Siempre ha escrito así. Arrebatado de creación, superando la pereza primera cuando era novio de Josefina y ella cada noche le entregaba diez cuartillas blancas que al día siguiente él tenía la "obligación" de devolver completamente escritas; si no, ella no le hablaba.


Siempre ha escrito así.

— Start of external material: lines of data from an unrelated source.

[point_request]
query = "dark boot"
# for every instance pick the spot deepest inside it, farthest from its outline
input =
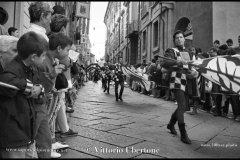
(184, 136)
(171, 124)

Esa caligrafía indescifrable marcada por correcciones ilegibles y misteriosas tachaduras salta ahora en cada personaje. Rodea la cama el zagal de las vacas, se acercan a él la hueste de los mendigos, el ciego de Gondar le palpa la colcha y una viuda que le muestra a sus huérfanos le pide a don Ramón una limosna.



domingo, 28 de octubre de 2007

LOS COMIENZOS

Amos Oz y yo estamos viendo mi blog en este banco del parque de San Francisco, en Oviedo, al acabar la ceremonia de la entrega de los premios Príncipe de Asturias en el Teatro Campoamor.

-Empezar es difícil- me dice Oz asomándose a lo que estoy escribiendo en mi portátil -. Hay escritores que nunca empiezan por el principio mismo, sino por un par de escenas fáciles de la parte central del relato, sólo para entrar en calor. ¿Usted cómo lo hace?

Le digo que me ha servido mucho su libro de ensayos La historia comienza (Siruela) que ha publicado este año.

-Al menos- le digo-, me ha servido como reflexión.

- Como usted sabe - me comenta Oz-, todo principio de relato es siempre una especie de contrato entre escritor y lector. A veces, incluso, el párrafo o capítulo inicial actúa a la manera de un pacto secreto entre escritor y lector, a espaldas del protagonista. Hay comienzos que funcionan como una trampa de miel: en un primer momento se nos seduce con un sabroso cotilleo, con una reveladora confesión o con una aventura espeluznante, pero al final averiguamos que lo que estamos atrapando no es un pez vivo, sino un pez disecado. ¿ No estará usted haciendo eso conmigo, verdad?- me dice Oz sonriendo.

-¿Por qué lo dice? ¿Por que cree usted que esto no es Oviedo, que no estamos en el parque de San Francisco, que usted y yo no estamos ahora juntos?

-Ustedes, los escritores - se ríe francamente - inventan principios para atraer. Se lo digo yo porque también suelo hacerlo.

- Pero es cierto que estamos en Oviedo- le confirmo-, mire usted esos grandes árboles, mire a las gentes sentadas en los bancos, mire a esos niños. ¿Cree que esto no es real?

- Ya sabe usted - me comenta Amos Oz dubitativo -, que Edward Said afirma que un comienzo, es, en lo esencial, un acto de retorno, un volver atrás, y no sólo un punto de partida para un avance lineal. Empezar y volver a empezar- dice magistralmente Said - son asuntos históricos, mientras que el "origen" es divino. En todos y cada uno de los comienzos hay intención y actitud. Cada comienzo crea algo único pero también teje lo existente, lo conocido, para constituir la herencia de la creación del lenguaje por la humanidad junto con su propia y fructífera eliminación. Cada comienzo es en realidad una interrelación entre lo conocido y lo nuevo.

Como siempre, Oz me convence.

Pasa un pájaro real que picotea el comienzo de la historia que estoy escribiendo, la muerde, la toma con el pico y, fulgurante, levanta el vuelo hacia un irreal Oviedo.